At its core, though, Grampa’s Garden is more than one man’s coffee shop. It’s a partnership between siblings. While Grampa’s Garden café has been on Maine Street since 2019, Grampa’s Garden, the wellness company, was founded in 1993 by Jacqui Painchaud, Michael’s sister. Their partnership was her idea, originally.
“[Jacqui said] ‘in order to honor her brother, here’s a quid pro quo, you come back, organize your stuff, your coffees and your teas and we’ll open a shop that incorporates everything,’” Michael said. “So, that’s what we’ve done.”
For Michael, the most valuable reward of opening the café has been his time spent working with Jacqui.
“We surround ourselves with people who guide us into these areas [of fulfillment and exploration],” Michael said. “So my sister, for example, with Grampa’s Garden, has for 30 years produced a product that helps people feel better [and] helps people deal with life better. To honor that, I see the store as a billboard for her efforts. I have surrounded myself with the person who brought out the side of myself which I really didn’t know, and it’s been a good partnership. I work for her, and she’s the boss.

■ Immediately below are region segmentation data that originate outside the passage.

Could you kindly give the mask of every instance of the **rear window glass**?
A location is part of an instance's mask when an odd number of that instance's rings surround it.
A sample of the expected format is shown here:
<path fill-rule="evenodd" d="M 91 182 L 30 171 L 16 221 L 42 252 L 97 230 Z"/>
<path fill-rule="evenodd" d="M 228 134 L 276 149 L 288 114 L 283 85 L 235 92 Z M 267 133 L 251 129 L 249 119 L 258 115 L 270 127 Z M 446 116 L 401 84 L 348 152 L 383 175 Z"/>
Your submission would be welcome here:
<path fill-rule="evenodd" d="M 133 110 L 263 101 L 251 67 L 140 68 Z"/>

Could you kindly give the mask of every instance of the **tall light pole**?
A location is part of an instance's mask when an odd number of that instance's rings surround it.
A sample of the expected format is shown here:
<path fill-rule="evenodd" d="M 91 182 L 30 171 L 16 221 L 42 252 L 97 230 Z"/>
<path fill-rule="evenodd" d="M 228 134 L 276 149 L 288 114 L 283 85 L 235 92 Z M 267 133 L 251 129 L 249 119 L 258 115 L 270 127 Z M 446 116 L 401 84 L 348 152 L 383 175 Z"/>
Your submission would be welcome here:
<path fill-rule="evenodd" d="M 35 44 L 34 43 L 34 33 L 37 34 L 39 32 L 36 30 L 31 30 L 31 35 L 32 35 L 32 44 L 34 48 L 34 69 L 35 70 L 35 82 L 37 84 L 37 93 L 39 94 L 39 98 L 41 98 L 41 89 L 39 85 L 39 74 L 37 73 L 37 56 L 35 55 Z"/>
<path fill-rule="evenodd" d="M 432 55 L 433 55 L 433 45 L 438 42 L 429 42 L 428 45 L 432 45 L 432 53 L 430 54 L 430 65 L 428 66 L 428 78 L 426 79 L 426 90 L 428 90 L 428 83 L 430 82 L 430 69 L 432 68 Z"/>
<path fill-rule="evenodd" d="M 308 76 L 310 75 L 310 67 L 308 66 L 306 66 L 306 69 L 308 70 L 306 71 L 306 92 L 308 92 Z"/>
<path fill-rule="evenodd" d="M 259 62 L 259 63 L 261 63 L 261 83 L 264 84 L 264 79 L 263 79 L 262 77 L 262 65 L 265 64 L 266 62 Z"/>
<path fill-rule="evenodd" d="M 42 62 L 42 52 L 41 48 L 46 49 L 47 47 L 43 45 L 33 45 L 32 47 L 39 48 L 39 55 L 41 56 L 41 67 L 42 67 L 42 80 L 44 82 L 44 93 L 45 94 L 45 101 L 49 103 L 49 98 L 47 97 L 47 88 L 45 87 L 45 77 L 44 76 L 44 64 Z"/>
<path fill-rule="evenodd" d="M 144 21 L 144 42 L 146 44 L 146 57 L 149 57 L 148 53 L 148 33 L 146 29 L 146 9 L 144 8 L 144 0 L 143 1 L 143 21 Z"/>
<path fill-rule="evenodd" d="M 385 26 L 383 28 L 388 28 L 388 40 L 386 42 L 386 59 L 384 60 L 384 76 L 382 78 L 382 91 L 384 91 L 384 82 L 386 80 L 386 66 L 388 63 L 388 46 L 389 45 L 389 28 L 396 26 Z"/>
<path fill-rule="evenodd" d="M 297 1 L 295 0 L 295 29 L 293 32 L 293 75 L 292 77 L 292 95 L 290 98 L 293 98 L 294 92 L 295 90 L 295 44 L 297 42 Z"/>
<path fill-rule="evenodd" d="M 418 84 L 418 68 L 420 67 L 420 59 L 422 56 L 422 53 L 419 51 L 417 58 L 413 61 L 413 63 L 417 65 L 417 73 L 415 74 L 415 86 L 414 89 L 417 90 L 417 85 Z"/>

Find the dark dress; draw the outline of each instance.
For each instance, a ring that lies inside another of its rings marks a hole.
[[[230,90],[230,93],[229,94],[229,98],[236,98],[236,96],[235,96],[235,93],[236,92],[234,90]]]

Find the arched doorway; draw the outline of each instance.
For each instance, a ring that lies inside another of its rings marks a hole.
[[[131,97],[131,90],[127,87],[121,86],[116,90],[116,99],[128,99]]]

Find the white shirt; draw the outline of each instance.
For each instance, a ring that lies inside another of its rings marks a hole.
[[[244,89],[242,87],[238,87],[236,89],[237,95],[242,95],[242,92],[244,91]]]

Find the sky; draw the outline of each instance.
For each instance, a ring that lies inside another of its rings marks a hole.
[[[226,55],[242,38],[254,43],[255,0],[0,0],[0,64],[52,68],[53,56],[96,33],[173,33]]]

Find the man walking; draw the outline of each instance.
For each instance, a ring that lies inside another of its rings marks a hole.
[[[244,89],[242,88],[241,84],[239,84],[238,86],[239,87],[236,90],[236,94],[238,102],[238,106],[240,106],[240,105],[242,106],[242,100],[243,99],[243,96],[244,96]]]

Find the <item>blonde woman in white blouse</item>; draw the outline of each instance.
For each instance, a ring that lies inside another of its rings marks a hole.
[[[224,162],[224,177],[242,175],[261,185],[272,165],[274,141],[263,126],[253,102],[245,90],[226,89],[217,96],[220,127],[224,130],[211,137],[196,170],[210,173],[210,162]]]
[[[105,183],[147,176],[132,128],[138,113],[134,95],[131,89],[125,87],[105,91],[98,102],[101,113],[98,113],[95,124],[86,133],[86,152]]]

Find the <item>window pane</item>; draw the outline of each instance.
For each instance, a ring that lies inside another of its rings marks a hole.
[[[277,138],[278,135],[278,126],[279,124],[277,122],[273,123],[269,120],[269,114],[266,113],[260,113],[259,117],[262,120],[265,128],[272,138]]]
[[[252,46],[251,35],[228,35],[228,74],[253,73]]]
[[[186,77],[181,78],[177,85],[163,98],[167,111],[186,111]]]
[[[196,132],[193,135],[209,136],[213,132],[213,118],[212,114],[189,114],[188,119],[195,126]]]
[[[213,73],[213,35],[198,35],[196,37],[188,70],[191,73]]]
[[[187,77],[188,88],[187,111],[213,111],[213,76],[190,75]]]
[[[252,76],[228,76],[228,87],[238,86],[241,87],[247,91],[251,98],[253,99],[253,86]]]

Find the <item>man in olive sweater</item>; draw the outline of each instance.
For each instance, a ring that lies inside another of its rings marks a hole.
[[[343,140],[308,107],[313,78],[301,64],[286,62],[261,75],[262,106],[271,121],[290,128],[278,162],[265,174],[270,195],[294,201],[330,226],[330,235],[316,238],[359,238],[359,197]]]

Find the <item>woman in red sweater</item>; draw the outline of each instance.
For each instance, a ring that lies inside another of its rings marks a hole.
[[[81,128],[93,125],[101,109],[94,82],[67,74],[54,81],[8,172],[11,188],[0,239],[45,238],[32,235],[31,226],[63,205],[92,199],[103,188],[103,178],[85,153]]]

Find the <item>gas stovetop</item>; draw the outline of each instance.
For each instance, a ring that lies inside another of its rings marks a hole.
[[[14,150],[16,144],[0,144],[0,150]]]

I think it’s made us more aware of one another and more aware of our needs. [Running this business together has] made us honorable toward each other, I think.”
Their partnership’s success is based on a core mission that has remained firm since Grampa’s Garden’s founding in 1993: providing wellness to their local and national community. Jacqui’s original business began humbly, with only a few products.
“I started out with three hot packs, herbal massage oil and a beeswax lip balm,” Jacqui said. “I sold out my first local venue retail show and that night we had to go back and just keep producing at home to make it to the next morning. I didn’t start with a lot of capital, just a lot of passion.”
Almost 30 years later, there are now over 300 products, from the Moose Masseuse, to Bowdoin heated scarves. Jacqui expressed that her inspiration for the business stemmed from her background as a physical therapist and horticultural education at Southern Maine Community College.
Because of these health benefits, around 75 percent of Grampa’s Garden’s consumers fall within the medical field from hospitals, occupational physical therapists to chiropractors. While the focus has been the products for a while, the company is now exploring the marketing world with more online educational tools like podcasts.
Since its opening, Bowdoin student musicians have often used Michael’s café as a performance space. Thando Khumalo ’23 first performed in the space during an open mic night in 2021. The physical atmosphere itself was a huge draw for her choice to perform there.